The Power of Direct Mail

Issue 21 | December 2011

Agency

Ogilvy Amsterdam

Production Team

Illustrators: Andrea Reis, Sylvan Steenbrink, Josefien Kooiman, Arne van der Ree, Symen Enkeling; Illustrators Supplier: ArtBox; Photography: Arno Bosma

Other Credits

Account Team: Monique Houben, Nigel Hassall; Client: Sabine van Liempd

Date

April - June 2011

Background

TNT wanted to encourage marketers to make more use of Direct Mail and to see it as an essential part of the marketing mix.

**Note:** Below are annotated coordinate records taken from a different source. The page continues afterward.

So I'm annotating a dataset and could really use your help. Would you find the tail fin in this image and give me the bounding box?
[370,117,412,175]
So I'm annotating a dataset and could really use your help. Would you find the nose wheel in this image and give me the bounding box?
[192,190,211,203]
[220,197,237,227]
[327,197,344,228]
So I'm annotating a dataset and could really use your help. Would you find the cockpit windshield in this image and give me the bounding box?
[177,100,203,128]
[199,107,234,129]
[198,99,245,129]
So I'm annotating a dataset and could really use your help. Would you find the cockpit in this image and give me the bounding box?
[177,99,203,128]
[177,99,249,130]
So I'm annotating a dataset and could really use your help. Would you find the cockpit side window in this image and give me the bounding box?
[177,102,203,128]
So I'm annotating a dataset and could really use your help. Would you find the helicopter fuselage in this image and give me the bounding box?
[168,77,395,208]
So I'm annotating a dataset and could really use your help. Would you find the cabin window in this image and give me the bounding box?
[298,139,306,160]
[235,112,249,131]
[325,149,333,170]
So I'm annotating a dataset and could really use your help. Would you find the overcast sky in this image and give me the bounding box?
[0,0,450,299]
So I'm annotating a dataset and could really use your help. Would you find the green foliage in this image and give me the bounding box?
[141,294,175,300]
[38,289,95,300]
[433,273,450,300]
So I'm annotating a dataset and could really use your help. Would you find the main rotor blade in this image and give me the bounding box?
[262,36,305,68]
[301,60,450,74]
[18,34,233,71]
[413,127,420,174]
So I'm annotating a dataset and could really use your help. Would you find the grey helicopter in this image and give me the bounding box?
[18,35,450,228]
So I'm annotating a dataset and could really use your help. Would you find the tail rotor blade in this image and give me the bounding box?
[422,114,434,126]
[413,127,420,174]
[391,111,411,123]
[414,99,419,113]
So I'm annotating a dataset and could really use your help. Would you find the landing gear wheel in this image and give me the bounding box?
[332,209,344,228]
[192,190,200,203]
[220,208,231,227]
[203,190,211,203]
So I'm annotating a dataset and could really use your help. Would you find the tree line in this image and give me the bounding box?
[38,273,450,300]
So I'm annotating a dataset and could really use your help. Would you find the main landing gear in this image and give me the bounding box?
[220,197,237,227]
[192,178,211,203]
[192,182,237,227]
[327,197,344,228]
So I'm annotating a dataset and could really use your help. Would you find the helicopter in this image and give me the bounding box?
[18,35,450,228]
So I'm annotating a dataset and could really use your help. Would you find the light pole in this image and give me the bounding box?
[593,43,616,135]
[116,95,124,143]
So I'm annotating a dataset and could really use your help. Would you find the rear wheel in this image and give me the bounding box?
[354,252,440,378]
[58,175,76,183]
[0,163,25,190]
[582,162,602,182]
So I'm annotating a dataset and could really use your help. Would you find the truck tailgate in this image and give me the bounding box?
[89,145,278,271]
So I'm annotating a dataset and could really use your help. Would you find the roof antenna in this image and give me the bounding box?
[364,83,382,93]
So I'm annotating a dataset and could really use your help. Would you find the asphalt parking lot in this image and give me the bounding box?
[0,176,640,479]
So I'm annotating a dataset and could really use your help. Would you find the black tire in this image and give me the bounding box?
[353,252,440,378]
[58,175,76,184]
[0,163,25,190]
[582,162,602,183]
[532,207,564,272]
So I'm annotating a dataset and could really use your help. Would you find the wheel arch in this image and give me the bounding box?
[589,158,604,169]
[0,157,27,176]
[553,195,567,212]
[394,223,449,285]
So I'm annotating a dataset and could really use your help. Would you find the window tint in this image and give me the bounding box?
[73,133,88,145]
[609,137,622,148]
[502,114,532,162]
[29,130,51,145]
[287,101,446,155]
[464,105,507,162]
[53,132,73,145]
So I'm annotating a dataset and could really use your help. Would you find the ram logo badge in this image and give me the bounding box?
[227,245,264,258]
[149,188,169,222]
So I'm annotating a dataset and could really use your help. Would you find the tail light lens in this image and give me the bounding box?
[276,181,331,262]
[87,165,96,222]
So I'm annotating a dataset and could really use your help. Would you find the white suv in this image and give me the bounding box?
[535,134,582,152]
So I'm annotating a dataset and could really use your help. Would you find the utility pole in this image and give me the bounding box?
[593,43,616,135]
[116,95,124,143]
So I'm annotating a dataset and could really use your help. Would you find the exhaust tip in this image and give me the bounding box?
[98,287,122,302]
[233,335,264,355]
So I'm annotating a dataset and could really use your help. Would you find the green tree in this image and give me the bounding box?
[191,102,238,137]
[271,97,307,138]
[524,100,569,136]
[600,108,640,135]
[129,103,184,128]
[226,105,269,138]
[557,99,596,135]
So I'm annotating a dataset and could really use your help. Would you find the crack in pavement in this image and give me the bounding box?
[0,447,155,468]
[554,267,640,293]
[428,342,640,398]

The challenge was to dramatise how Mail is the most personal way to communicate with everyone, one-to-one.

Idea

The thinking was that even though the Netherlands has a population of over 16 million, there is a different face behind every door. Young, old, male and female, everyone is unique yet all can be reached via the letter-box. By Direct Mail.

To make their front doors and letter-boxes as personal as the people inside, different painters were asked to paint portraits of the people who lived behind the doors on the doors.

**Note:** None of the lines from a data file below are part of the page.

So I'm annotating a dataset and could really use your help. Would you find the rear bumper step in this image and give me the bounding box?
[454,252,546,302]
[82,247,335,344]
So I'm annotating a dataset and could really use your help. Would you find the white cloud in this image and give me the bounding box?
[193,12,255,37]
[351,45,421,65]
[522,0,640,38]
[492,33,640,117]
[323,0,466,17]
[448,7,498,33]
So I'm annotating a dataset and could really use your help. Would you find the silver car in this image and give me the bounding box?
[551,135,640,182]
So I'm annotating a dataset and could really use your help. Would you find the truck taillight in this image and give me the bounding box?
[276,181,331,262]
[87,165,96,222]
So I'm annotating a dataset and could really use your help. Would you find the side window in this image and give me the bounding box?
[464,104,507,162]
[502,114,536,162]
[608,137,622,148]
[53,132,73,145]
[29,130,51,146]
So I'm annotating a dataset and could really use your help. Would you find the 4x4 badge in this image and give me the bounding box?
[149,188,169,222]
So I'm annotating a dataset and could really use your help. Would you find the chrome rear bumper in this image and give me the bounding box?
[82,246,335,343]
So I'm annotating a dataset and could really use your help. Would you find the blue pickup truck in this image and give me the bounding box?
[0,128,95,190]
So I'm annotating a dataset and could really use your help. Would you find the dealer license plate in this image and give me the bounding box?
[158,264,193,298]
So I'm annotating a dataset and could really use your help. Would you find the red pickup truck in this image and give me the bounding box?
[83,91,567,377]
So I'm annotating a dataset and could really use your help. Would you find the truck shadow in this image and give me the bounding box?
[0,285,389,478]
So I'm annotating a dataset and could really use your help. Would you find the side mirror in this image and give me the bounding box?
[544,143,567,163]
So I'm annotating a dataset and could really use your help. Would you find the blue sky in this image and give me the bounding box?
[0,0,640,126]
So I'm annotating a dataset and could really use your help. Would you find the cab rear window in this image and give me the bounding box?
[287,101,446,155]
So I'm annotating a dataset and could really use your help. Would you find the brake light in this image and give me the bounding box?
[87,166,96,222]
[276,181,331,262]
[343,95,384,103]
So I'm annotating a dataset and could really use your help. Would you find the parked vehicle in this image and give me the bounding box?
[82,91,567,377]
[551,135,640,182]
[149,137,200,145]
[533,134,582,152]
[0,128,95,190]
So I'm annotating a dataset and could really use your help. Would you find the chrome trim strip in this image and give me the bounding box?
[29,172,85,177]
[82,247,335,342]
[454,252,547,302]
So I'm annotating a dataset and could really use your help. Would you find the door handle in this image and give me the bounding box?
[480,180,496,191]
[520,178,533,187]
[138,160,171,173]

The letter-box was the mouth in every instance to symbolise the dialogue between sender and recipient, conversations both personal and direct.

Images of the doors were then used in outdoor and in direct mail.

For some TNT key accounts, real doors were delivered with the customer’s face painted onto them. This way, marketing professionals experienced for themselves how personal mail can be, making them realise what DM could do for their key target audiences.

Results

With the Direct Mail campaign, the goal was to arrange a personal sales pitch with all the TNT key accounts. And that happened. With all of them. A 100% response rate.

Our Thoughts

This is one of those ideas that makes you furrow your brow when you see the board, but raise it in pleasant surprise when you watch the video. The artistic portraits on the doors are a solid strategy for reaching key clients, and are clearly very well received – one recipient carrying hers into a boardroom meeting and gleefully reading aloud the enclosed letter to her assembled colleagues.